Alliance Bernstein is saying, while this is a unique approach to a problem, it is also the natural evolution of thinking around diversification benefits and protection.
DePalma says the popularity in risk parity strategies is due to the ability to solve a number of the shortcomings of a static rebalanced portfolio such as concentrated risk exposures and they maintain a constant risk target over time.
“Maintaining a risk target over time means you can harvest returns when you’re best getting paid for it,” he says. “But there are problems that risk parity hasn’t solved such as diversification failing when normal correlations are used to structure portfolios.”
Conventional risk parity strategies use volatility as the measure of risk, this works when markets are “normal”, DePalma says, but when markets are under stress then volatility doesn’t help you at all.
“When equity markets are exhibiting left tail risk, then 80 to 90 per cent of the time commodities are in their tail and credits and infrastructure will also have a bad return,” he says. “But in the middle 80 per cent, or normal times, it is 50:50 whether other asset classes do well or not.”
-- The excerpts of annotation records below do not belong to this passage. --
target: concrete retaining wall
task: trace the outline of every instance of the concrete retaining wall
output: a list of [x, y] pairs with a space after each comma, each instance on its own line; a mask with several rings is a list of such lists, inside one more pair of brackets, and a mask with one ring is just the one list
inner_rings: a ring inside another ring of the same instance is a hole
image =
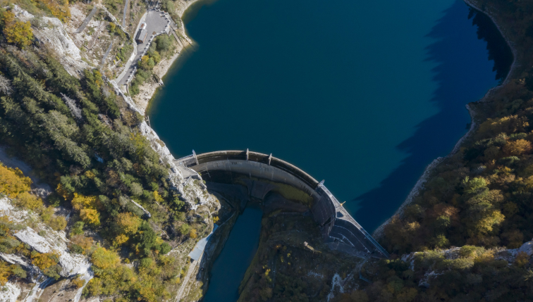
[[[210, 171], [212, 173], [222, 172], [230, 175], [235, 173], [298, 188], [312, 197], [314, 203], [311, 212], [314, 221], [322, 228], [326, 242], [344, 244], [330, 244], [330, 247], [346, 252], [350, 250], [347, 246], [351, 246], [353, 252], [349, 253], [352, 255], [388, 258], [386, 251], [350, 215], [323, 183], [319, 183], [301, 169], [273, 157], [271, 154], [248, 151], [223, 151], [197, 156], [193, 153], [176, 161], [202, 175], [210, 175]], [[249, 191], [255, 186], [252, 184]], [[262, 191], [262, 196], [266, 193]], [[336, 248], [336, 246], [343, 248]]]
The AllianceBernstein strategy, which was developed with contributions by Myron Scholes, Nobel Laureate and co-creator of the Black-Scholes option-pricing model and currently the Frank E Buck professor of finance, emeritus at Stanford University, computes the tail risk for each asset class, which is implied from the options market.
“Using the collective wisdom of the options market, rather than building a measure, we come up with the market-implied level of tail risk,” DePalma says.
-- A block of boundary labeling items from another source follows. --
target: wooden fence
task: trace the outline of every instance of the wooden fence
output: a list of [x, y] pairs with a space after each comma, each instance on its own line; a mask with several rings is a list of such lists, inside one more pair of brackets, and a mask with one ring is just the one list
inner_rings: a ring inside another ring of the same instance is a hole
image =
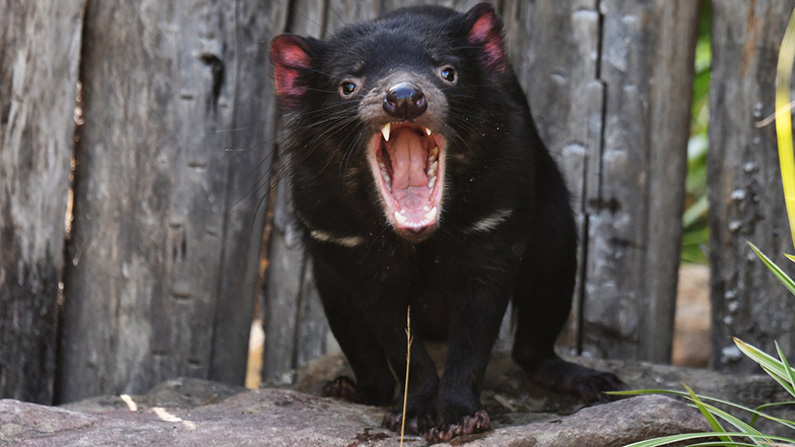
[[[0, 396], [242, 383], [259, 296], [266, 376], [330, 349], [286, 184], [269, 194], [281, 115], [268, 42], [411, 3], [0, 2]], [[756, 123], [773, 112], [795, 0], [713, 3], [712, 365], [746, 371], [730, 335], [795, 348], [791, 298], [744, 242], [782, 264], [790, 247], [773, 128]], [[668, 362], [699, 2], [498, 6], [576, 201], [579, 286], [560, 349]]]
The strategy takes the universe of assets to include in the portfolio and assigns each asset class to one of three risk buckets – growth, safety and inflation – to ensure macro diversification. It then imputes the expected tail loss or the computed tail risk from the options market, and forms parity across the buckets with each contributing one third of the tail risk of the portfolio.
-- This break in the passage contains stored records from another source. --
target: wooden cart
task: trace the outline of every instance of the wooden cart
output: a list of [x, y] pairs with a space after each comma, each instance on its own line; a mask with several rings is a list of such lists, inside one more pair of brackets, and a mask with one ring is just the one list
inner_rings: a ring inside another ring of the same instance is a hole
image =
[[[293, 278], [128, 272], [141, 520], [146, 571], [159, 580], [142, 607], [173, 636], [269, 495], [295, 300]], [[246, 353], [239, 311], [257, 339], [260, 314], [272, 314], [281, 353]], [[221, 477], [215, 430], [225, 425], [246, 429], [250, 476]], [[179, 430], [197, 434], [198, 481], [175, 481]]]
The tail risk level that is set is maintained using leverage in the form of futures and swaps.
The process, including the options market-imputed expected tail losses and tail risk allocations, is reviewed daily, but the manager doesn’t necessarily trade every day.
While most investors have looked at risk parity allocations as part of their alternatives allocations, DePalma says there is also an option to include the tail risk parity strategy as an overlay.
“At its core, this is a risk measurement and management technology. We can use futures and swaps across the portfolio and re-allocate the tail risk from the existing assets to create a balance,” he says.
The idea of downside protection is not new, but the strategy combines it with the existing advancements in asset allocation strategy that risk parity provides.
In addition, it claims to be more cost effective than buying protection directly in the options market. (This is laid out in the paper by Scholes, DePalma and AllianceBerntsein’s Ashwin Alankar, An introduction to tail risk parity: balancing risk to achieve downside protection).
But while DePalma says tail risk parity is a unique approach to solving a problem, it doesn’t solve all the problems of risk parity.
For one, the approach takes a certain measure of tail risk, namely the options market. So it won’t protect a portfolio against a flash crash or an earthquake.
However, DePalma says the largest risk is it may make the portfolio overly conservative.
“The biggest risk is the opportunity cost. I’d love to find a way to reduce that,” he says.
“This is a unique approach to solving a problem, and it may get the competitive juices stimulated and investors can expect more innovation,” he says. “In risk-managed solutions everyone is taking a slightly different approach and it behoves investors to look at a suite of offerings.”